RedNova News: EBRD Raps Sakhalin 2 Gas, Oil Project Over Environmental Concerns: “The so-called Sakhalin 2 natural gas and oil development project involving Japanese trading houses has suffered a fresh setback after the European Bank for Reconstruction and Development said the project lacks environmental awareness.”: Posted Friday 29 July 2005
Jul. 28--TOKYO -- The so-called Sakhalin 2 natural gas and oil development project involving Japanese trading houses has suffered a fresh setback after the European Bank for Reconstruction and Development said the project lacks environmental awareness.
According to sources close to the matter, the EBRD has been considering funding the project but recently called on Sakhalin Energy Investment Co., the project's operator, to improve on the lack of environment protection measures after conducting inspections at project sites off the island of Sakhalin in Russia's Far East.
The Sakhalin 2 project, launched in 1986, began commercial oil production under the first phase in 1999 and is expected to produce 9.6 million tons of liquefied natural gas a year.
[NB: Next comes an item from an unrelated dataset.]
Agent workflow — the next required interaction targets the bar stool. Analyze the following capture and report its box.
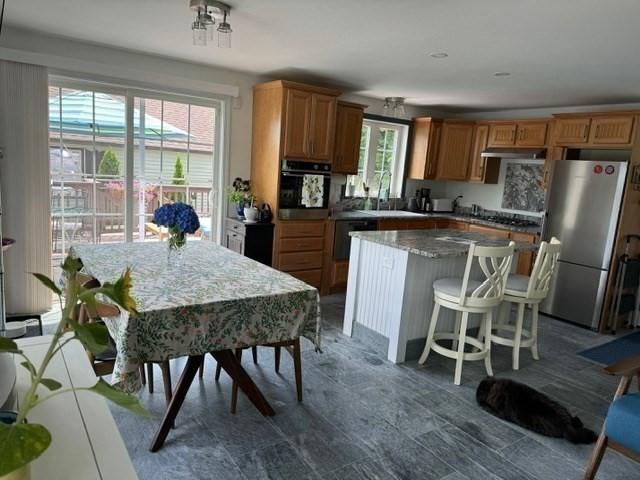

Total investment is estimated at $9 billion to $10 billion.
The EBRD has found that due to inappropriate conservation measures at the construction site for land pipelines, soil flowed into nearby rivers, the sources said.
Sakhalin Energy Investment has admitted the outflow of soil at the construction site and suggested temporarily suspending construction to introduce better environmental protection measures, the sources said.
The operator is owned 55 percent by Royal Dutch/Shell Group, 25 percent by Mitsui & Co. and 20 percent by Mitsubishi Corp.
The project has already been under fierce criticism from conservation groups and international organizations of scientists.
In March, Sakhalin Energy Investment announced it had changed the planned route for a seabed pipeline to help protect a local gray whale habitat, a move in reaction to the World Wildlife Fund and other conservation groups' protests.
As a result, shipping of LNG to Japan and other countries, which was initially scheduled to start in late 2007, is believed to have been delayed until mid-2008.
"Taking necessary measures only after problems emerge is too late," said Shoko Murakami from nongovernmental organization Friends of the Earth Japan.